Entonces recordé algo que (se) me ocurrió hace poco. Una tarde, volvía caminando a mi casa. Tenía ganas de tomar vino con la cena. Y no recordaba si en mi casa había vino. Está claro que lo más práctico era comprar una botella. Si en mi casa no había, abriría esa botella; en caso de que sí hubiera, quedaría para alguna siguiente ocasión. Pero pensé en la ley de Murphy. Si compro, me dije, seguro hay un vino en mi casa. Si no compro, seguro no hay.
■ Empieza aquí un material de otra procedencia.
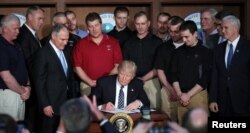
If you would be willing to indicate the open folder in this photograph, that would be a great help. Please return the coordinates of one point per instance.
(123, 111)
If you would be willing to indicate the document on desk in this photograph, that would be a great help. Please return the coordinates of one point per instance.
(122, 111)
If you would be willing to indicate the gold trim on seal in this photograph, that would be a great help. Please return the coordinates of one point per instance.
(122, 122)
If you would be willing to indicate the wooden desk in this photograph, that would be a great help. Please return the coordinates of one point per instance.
(157, 117)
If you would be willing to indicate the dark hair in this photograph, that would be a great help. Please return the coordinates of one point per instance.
(57, 28)
(7, 124)
(31, 9)
(76, 115)
(139, 14)
(188, 25)
(121, 9)
(221, 14)
(93, 16)
(163, 14)
(69, 12)
(174, 20)
(1, 17)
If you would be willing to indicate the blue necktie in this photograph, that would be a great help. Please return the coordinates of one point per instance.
(63, 62)
(230, 55)
(121, 98)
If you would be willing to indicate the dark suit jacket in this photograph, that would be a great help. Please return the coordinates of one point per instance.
(235, 79)
(106, 89)
(29, 44)
(51, 84)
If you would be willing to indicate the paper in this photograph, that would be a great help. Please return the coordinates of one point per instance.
(122, 111)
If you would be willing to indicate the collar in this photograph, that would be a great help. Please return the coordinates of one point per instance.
(54, 46)
(31, 30)
(235, 42)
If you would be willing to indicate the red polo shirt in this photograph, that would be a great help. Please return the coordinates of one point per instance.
(97, 60)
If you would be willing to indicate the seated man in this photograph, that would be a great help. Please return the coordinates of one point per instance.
(122, 90)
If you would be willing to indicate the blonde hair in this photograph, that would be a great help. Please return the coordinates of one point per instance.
(128, 65)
Le di una vuelta de tuerca más al asunto. Tal vez no era la realidad –la existencia o no de vino en mi casa– lo que determinaba mi decisión, sino al revés: mi decisión afectaba la realidad. No era Murphy sino Schrödinger. En mi casa al mismo tiempo había y no había vino, del mismo modo que en la caja cuántica el gato está vivo y muerto a la vez. Sólo al entrar en mi casa iba a saber si había vino o no, pero eso dependería de mi decisión previa: si antes yo había comprado o no lo había hecho.
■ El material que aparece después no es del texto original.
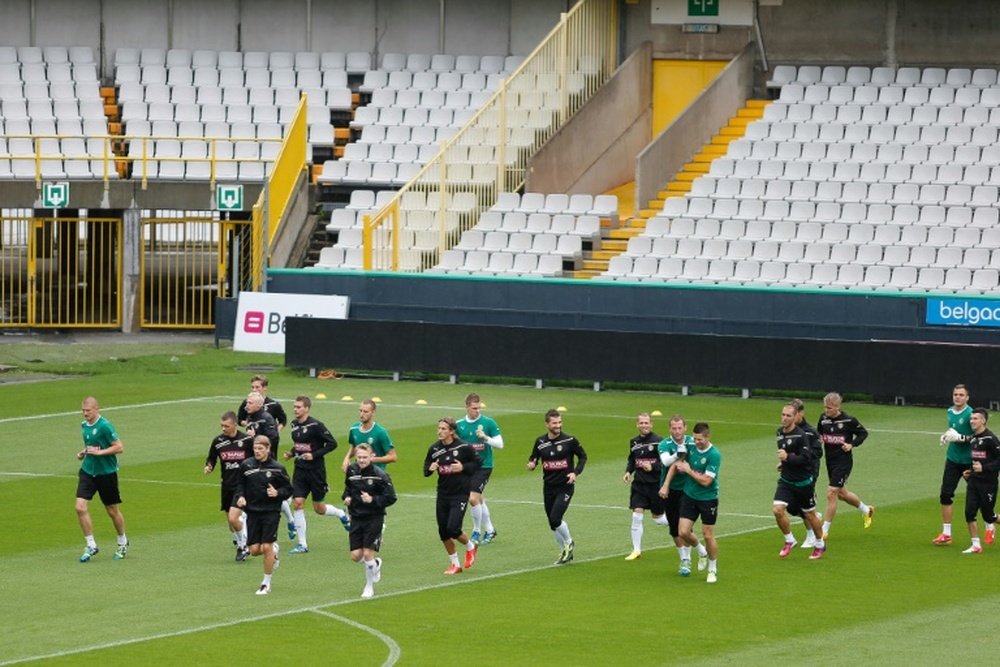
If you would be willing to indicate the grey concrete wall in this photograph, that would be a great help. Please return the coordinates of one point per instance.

Suena extraño, pero ¿no es una lógica similar a la que motiva las plegarias ante hechos ya consumados? Si comprar un vino puede provocar que haya un vino en mi casa (es decir, si las acciones del presente no tienen efecto sólo sobre el futuro sino también sobre el pasado), tal vez una oración pueda modificar lo impreso en un papel y el estado de salud de un organismo, y hasta el resultado de un partido de fútbol que ya terminó. Estaríamos hablando de milagros, por supuesto. Dado que no se puede asegurar si en mi casa había vino o no, o qué decía el papel impreso de los estudios médicos antes de abrir el sobre, o que no se haya abierto una nueva línea temporal en la que el resultado del partido sí se modificó a partir de unas determinadas súplicas, nadie se enteraría nunca de esos milagros. Unos milagros imperceptibles –esta fue la conclusión a la que llegamos Facundo y yo en nuestra charla– que tal vez estén sucediendo todo el tiempo, a nuestro alrededor, en todas partes.